日本政府が沖縄県・尖閣諸島を国有化して1年余り、両国関係はかつてないほどに冷え込んだままだ。
かの国で垣間見た「反日」の現実は-。
(中略)
バスを降り、日本総領事館に向かう。ちょっと身構えた。領事館は昨年9月の反日デモで窓ガラスを約70枚割られていた。
奉天は1931年の満州事変の発端となった柳条湖事件の舞台だ。それだけ「反日」の空気が強いのだと思っていた。
出迎えた大澤勉総領事は首を横に振った。「日本人が危害を加えられたことはないし、今後もないでしょう」。
続けて「企業進出のラブコールは毎日寄せられている。民間や地方レベルでは交流は今も盛んです」。拍子抜けした。
日本企業の駐在員や在留邦人でつくる「瀋陽日本人会」事務局長の石井伯彦さんによれば、
タクシーの乗車拒否が何件かあったが、「それも一時的。『日本製品を買うな』と貼り出した店でも、
日本製のカメラが売られている。反日は政治的なポーズ」。
(中略)
夜。吉野家に入った。言葉が通じないと分かると男性店員が身ぶり手ぶりでメニューを説明してくれた。
一生懸命な姿はうれしくもあった。
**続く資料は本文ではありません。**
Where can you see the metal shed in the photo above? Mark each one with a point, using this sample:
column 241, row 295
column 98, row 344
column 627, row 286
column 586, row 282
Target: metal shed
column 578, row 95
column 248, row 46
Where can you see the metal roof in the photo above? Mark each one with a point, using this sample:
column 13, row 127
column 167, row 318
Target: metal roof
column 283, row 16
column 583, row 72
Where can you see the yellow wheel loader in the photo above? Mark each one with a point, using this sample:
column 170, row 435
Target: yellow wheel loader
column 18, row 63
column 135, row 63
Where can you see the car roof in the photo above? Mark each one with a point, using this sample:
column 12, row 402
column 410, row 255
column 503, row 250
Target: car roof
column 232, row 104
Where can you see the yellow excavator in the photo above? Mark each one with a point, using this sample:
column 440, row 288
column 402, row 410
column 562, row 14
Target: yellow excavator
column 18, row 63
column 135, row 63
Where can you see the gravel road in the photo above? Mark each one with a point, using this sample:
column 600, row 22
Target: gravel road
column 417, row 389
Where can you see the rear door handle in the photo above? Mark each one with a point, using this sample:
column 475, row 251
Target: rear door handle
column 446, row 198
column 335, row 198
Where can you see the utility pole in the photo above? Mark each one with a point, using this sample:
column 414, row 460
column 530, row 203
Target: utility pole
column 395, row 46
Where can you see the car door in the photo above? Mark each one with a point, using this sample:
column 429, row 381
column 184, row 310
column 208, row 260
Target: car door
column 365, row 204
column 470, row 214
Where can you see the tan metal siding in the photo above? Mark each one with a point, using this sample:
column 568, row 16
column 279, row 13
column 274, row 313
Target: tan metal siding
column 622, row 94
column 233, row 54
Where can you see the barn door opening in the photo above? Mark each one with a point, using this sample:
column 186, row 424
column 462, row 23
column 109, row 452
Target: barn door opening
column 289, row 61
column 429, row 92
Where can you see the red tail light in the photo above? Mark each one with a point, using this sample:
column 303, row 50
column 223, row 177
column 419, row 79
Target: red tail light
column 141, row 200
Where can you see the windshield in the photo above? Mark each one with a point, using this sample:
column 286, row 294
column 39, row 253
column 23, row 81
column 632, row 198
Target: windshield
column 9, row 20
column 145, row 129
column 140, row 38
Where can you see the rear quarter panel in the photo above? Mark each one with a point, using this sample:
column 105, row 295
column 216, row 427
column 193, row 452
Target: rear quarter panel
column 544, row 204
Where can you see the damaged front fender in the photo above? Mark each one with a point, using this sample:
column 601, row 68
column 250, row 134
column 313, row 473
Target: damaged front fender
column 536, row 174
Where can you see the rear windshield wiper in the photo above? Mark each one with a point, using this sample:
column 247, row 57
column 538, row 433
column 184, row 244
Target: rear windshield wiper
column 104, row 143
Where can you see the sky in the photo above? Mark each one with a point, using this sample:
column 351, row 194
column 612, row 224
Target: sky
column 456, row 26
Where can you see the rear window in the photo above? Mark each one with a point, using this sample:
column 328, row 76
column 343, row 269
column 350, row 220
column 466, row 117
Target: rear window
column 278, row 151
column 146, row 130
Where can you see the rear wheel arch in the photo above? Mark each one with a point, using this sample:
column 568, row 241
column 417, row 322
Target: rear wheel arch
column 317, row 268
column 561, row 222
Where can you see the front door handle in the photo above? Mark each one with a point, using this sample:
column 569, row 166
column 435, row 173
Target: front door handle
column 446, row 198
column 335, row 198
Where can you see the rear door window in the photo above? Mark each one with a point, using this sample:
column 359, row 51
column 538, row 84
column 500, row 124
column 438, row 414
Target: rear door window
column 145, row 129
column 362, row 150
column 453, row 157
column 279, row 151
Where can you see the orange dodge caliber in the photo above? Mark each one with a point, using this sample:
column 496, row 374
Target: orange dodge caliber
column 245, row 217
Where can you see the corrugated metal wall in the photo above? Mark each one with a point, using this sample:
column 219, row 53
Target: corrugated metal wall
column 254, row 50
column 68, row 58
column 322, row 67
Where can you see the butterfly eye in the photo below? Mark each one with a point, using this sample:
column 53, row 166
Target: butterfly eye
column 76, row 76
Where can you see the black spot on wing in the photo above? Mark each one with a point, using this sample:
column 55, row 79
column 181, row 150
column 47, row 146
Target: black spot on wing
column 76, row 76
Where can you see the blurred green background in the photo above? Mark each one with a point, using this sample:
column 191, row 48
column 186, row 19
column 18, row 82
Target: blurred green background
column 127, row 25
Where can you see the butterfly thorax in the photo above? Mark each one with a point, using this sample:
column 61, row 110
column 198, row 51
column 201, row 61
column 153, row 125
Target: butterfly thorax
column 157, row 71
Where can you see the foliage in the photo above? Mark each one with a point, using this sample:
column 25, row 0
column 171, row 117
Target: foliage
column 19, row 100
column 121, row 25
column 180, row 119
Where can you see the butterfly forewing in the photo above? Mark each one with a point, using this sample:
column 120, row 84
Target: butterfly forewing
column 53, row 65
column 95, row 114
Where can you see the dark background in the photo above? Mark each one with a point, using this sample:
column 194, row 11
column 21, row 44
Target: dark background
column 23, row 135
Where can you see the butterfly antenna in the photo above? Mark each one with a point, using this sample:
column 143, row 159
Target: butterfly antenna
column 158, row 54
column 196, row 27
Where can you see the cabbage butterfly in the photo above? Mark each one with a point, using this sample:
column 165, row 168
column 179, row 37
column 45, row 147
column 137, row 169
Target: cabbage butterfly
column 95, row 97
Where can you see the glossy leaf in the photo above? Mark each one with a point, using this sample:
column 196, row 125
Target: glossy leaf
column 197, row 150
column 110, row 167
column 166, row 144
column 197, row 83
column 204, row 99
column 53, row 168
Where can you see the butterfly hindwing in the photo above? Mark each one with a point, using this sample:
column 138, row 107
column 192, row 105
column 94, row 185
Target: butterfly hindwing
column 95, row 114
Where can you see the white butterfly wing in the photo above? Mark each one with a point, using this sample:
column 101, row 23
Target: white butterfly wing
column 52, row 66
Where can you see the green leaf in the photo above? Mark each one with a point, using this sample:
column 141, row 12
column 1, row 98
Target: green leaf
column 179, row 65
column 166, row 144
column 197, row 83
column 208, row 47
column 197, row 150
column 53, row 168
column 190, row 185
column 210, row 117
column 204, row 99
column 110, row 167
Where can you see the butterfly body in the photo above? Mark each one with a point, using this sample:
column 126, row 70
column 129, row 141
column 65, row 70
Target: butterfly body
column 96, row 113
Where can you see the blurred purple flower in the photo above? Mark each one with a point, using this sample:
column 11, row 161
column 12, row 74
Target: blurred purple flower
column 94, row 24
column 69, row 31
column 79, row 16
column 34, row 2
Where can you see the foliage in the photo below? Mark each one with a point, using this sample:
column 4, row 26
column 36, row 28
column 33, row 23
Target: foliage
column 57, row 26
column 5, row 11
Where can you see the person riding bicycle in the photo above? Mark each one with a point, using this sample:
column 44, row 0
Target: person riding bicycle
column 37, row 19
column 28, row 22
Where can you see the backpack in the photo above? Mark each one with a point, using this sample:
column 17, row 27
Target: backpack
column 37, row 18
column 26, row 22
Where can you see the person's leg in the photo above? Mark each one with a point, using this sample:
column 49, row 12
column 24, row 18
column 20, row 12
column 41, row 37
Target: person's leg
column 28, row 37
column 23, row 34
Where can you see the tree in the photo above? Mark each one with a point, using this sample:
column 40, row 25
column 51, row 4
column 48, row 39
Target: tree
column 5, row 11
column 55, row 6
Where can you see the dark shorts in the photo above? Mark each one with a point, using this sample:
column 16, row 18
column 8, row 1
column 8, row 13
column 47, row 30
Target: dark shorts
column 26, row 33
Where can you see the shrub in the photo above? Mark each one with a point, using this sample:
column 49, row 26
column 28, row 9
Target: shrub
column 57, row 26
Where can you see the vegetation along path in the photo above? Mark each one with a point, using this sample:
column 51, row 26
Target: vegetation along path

変わらぬ味にホッとしながら、思う。この国のどこが反日なのだろう、と。
◆「地殻変動に目を向けよ」元県日本中国友好協会会長・久保孝雄さん
県と遼寧省との友好提携は、民間交流で平和親善を図る「民際外交」を提唱した故・長洲一二知事時代の1983年に結ばれた。
長洲県政で副知事を務めた久保孝雄さん=元県日本中国友好協会会長=に日中関係の課題を聞いた。
-中国の台頭をどう見るべきか。
「米国国家情報会議の報告にあるように、2030年までに中国の経済が米国を凌駕し、
欧米の時代からアジアの時代となる。壮大な地殻変動が起きていることを知るべきだ。
これに盲目だと、日本がどう生きていくべきか見極められない」
「ところが『米国が衰退し、中国が世界一になるなんてあり得ない』との考えが日本には根強い。
政治家や評論家、マスコミが構造的変化を認めたがらないところに問題がある」
-なぜ認めたがらないのか。
「戦後、日本の国体(国の基礎的な政治の原則)は天皇制から日米同盟、日米安保体制へと変わった。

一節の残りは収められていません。